STJ condena dentista ao reconhecer prática de violação sexual mediante fraude
O ministro Sebastião Reis Júnior, do Superior Tribunal de Justiça (STJ), restabeleceu a pena de um dentista acusado de cometer o crime de violação sexual mediante fraude. O profissional é investigado por ter praticado atos libidinosos durante atendimentos, valendo-se da confiança e do conhecimento de sua profissão para enganar as pacientes.
A decisão monocrática do ministro reformou o acórdão do Tribunal de Justiça do Rio Grande do Sul (TJ-RS), que havia desclassificado o crime para importunação sexual, com pena mais branda.

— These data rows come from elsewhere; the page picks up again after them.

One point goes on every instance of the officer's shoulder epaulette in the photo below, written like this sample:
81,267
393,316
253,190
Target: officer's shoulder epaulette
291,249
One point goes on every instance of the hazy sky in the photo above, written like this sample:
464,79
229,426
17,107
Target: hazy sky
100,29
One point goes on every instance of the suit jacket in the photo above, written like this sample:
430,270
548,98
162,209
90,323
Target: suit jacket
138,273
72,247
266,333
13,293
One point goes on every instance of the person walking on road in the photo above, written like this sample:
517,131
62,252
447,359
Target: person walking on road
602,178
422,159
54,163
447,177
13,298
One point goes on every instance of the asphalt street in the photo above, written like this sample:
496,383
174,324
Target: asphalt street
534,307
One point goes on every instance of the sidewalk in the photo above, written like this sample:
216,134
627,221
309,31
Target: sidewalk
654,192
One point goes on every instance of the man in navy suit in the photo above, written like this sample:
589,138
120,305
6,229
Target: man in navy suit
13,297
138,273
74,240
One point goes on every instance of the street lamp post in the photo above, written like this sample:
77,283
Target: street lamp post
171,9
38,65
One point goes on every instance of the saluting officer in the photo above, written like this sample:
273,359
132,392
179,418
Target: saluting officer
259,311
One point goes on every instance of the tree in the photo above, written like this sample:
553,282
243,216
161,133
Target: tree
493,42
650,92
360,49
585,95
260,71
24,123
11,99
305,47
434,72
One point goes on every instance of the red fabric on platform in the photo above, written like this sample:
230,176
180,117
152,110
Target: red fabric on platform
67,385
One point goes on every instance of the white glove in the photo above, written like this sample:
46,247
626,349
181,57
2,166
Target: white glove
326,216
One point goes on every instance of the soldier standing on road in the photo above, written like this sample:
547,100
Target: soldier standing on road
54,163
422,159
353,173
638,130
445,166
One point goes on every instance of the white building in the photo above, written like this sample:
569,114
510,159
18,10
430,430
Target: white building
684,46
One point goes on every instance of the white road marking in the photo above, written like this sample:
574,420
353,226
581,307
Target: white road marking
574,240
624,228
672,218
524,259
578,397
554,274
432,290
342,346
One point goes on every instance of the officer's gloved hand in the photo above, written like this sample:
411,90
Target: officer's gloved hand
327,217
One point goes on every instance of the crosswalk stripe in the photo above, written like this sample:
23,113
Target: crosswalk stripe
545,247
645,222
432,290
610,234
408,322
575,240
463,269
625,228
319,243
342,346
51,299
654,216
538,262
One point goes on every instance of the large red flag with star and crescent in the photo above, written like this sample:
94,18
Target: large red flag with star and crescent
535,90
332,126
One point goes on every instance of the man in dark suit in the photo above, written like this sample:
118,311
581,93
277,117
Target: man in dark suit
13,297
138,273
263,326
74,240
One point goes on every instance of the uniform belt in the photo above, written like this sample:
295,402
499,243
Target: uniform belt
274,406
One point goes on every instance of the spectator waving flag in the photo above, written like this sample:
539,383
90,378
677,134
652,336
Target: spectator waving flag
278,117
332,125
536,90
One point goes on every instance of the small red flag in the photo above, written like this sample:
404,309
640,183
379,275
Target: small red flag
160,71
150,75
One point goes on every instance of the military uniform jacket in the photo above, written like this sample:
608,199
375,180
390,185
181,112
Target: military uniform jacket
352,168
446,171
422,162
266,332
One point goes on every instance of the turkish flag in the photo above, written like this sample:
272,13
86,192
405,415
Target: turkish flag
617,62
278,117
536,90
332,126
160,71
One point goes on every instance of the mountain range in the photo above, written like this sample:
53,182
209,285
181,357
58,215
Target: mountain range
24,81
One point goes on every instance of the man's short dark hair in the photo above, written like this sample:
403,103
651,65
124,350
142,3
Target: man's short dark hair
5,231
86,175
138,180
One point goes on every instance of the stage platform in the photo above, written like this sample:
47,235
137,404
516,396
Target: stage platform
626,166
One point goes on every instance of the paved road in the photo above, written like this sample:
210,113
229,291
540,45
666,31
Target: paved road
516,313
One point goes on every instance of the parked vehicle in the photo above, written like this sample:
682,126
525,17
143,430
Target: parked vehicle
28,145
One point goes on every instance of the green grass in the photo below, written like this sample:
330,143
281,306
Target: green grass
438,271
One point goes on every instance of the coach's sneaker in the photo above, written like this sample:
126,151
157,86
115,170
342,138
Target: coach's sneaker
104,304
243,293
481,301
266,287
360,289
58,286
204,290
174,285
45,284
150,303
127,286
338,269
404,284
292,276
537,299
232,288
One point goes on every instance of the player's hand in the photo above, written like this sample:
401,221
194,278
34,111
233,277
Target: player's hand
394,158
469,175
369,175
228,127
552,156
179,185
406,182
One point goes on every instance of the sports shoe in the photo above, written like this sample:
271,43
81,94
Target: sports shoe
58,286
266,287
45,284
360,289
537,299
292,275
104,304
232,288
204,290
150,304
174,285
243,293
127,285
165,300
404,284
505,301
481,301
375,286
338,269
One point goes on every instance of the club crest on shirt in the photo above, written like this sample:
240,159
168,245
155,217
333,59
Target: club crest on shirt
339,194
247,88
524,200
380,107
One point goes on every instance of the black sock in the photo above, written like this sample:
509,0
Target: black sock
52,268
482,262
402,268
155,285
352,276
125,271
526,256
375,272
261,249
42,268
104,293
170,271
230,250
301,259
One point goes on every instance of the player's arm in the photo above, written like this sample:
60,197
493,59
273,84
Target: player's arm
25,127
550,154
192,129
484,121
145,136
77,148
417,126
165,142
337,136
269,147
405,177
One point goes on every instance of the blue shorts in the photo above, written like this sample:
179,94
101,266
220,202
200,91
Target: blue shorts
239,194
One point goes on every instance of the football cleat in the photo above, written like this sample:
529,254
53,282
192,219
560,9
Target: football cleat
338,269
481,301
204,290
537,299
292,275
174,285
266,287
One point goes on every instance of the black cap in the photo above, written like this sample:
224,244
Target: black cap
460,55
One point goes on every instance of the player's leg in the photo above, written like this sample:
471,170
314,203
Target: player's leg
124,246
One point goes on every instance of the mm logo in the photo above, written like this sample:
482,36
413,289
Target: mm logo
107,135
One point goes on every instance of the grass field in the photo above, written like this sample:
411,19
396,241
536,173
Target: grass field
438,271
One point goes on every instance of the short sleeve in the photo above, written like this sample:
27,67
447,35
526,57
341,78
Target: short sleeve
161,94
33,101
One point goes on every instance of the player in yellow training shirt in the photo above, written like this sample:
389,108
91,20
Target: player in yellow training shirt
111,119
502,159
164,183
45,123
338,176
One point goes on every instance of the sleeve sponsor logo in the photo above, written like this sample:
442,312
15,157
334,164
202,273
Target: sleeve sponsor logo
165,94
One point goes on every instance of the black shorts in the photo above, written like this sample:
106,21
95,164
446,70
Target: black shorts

O Ministério Público recorreu da decisão do tribunal gaúcho, argumentando que a violação sexual mediante fraude (artigo 215 do Código Penal) não exige que a vítima procure o agressor com intenção sexual. Em vez disso, o crime se configura quando a vítima é enganada sobre a natureza dos atos, acreditando que eles fazem parte de um procedimento legítimo.
CONSENTIMENTO
De acordo com o ministro Sebastião Reis Júnior, o TJ-RS se baseou em uma premissa equivocada ao entender que o fato de os atos terem ocorrido sem o consentimento das pacientes afastaria a violação mediante fraude e a enquadraria como importunação sexual (artigo 215-A do Código Penal).
O ministro explicou que a fraude consiste na estratégia que leva a vítima a consentir com o ato libidinoso, embora ela acredite que está consentindo com algo diferente. "A vontade da vítima existe, mas é viciada", resumiu.
Reis Júnior concluiu que as vítimas concordaram com os toques do réu porque, em razão da confiança depositada nele como profissional de saúde, acreditavam que os atos faziam parte do tratamento odontológico. "A fraude está na dissimulação do réu, que se aproveitou de sua condição profissional para satisfazer a própria lascívia, enganando as vítimas sobre a real natureza de seus atos", afirmou.
O ministro acrescentou que o STJ tem entendimento consolidado de que um ato libidinoso praticado sob o pretexto de um procedimento médico se enquadra perfeitamente no crime de violação sexual mediante fraude.